Nous voici en carême depuis plus de quatre semaines déjà. Et la grâce de ce temps, c’est celle d’un détour pour mieux voir et entrer dans cette manière mystérieuse de Jésus, que nous sommes appelés à faire nôtre. Un « détour pour mieux voir ». Comme jadis Moïse, au buisson ardent, fit un détour pour mieux voir. Comme Pierre, Jacques et Jean furent entraînés par Jésus à l’écart, sur une haute montagne où ils le voient transfiguré. Comme Jésus lui-même est chassé par l’Esprit dans un long détour au désert, pour mieux voir qui il sera, pour mieux entrer dans la condition de « Fils bien-aimé ».

 

Or dans ce désert où l’on éprouve le manque, où le rêve d’une vie facile ne tient pas, et où les consolations qu’on se donne n’arrivent pas à assouvir les soifs immenses qui nous habitent, voici la tentation. Satan, le menteur ! « Non, dit-il, il n’est pas vrai que ta vie soit limitée. Tu peux tout. Avale la vie à grandes gorgées pour ton meilleur profit. Surtout ne crois pas qu’il te faut risquer ta peau par amour pour autrui, c’est trop idiot ! » Oui, voilà le mensonge que le carême nous entraîne à affronter : l’ambition insatiable au détriment des autres, l’exploitation sans égard de notre environnement, le difficile consentement à nos fragilités et à l’accueil de ceux qui sont fragilisés ou non rentables…

 

Il s’agit de quitter cette posture dans l’existence qui est celle d’une sorte d’auto-affirmation sans limite de la vie et de nous-mêmes, ou plutôt une auto-affirmation qui n’a de limite que celle des autres, qui sont du coup nos concurrents. Il s’agit de se dessaisir de ce que nous croyons pouvoir posséder pour notre plus grand bien, comme Abraham fut appelé à se dessaisir d’Isaac, ce fils qu’il tenait toujours auprès de lui, pour enfin devenir le « père d’une multitude » – comme le désigne son nom.

 

Alors survient, dans l’Evangile que nous venons d’écouter, l’ultime tentation de Jésus. En effet, voilà qu’il est connu, renommé, recherché, même par des Grecs. Oui, voilà qu’il apparaît comme l’Unique… Du coup, voici la tentation de « rester seul » de son espèce, dans une gloire naissante qui ne tient qu’à lui seul, qui dépend de lui et de son ‘auto-affirmation’. Cela est stérile. Et, frères et sœurs, vous pouvez constater ce genre de stérilité à travers toute l’histoire de l’humanité… et peut-être dans votre propre expérience. « Si le grain de blé tombé en terre ne meurt pas, il reste seul. Mais s’il meurt, il porte beaucoup de fruit. » La victoire sur cette tentation ultime, c’est « se renier soi-même », cesser de se regarder le nombril, de s’observer en permanence, de se juger ; c’est se dessaisir de soi-même, jusqu’au bout, au profit d’autrui. « Qui aime sa vie la perd ; qui s’en détache en ce monde la gardera pour la vie éternelle. »
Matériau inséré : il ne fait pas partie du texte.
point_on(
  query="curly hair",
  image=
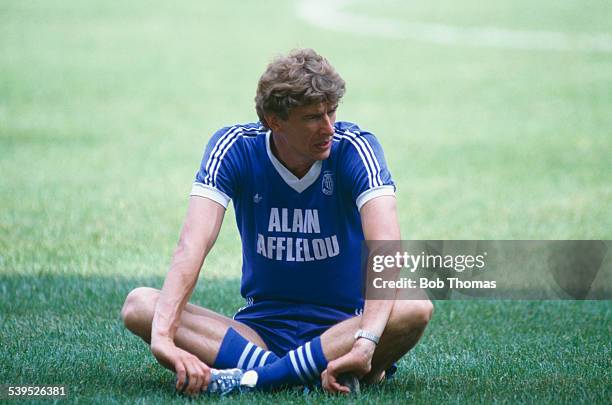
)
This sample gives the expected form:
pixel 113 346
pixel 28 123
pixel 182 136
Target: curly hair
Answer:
pixel 303 77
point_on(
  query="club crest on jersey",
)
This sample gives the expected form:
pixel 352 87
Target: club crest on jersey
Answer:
pixel 327 184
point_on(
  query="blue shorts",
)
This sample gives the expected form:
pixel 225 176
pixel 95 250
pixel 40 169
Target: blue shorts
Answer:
pixel 283 326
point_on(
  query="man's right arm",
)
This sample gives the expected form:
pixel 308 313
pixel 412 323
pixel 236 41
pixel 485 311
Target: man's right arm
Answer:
pixel 200 230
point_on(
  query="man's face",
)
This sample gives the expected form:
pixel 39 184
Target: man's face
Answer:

Frères et sœurs, ces paroles sont peut-être incompréhensibles si l’on en reste à la surface. Et la foule, apparemment, ne souhaite pas comprendre ; elle n’a qu’une réaction religieuse : « C’est le tonnerre de Dieu ! », dit-elle. Cependant, ces paroles ne sont pas facultatives, elles ne sont pas « au choix », dans le self-service des religions. Elles nous jugent. Elles touchent notre humanité en son fond. Elles font appel aux ressorts ultimes de la vie : perdre la vie… la sauvegarder… C’est l’enjeu pour tout être humain et pour la vie ensemble : pouvoir être… comment pouvoir être… Ces paroles sont « l’alliance inscrite au plus profond des cœurs », comme disait le prophète Jérémie, «par Celui qui a fait sortir de l’esclavage au pays d’Egypte ».

 

En elles, il y a l’appel à une profonde libération, à une déprise de tout ce qui nous oppresse et nous rend lourds, aussi nos culpabilités, nos rancunes, nos illusions. Pour que nous puissions apprendre à être « fils » avec le Christ, lui qui « apprit dans l’obéissance » – comme dit la Lettre aux Hébreux – et « devint par son obéissance la cause du salut ».

 

Je laisse à votre méditation ce propos d’une mystique du XX° siècle : « C’est le détachement qui rend toutes choses éternelles ».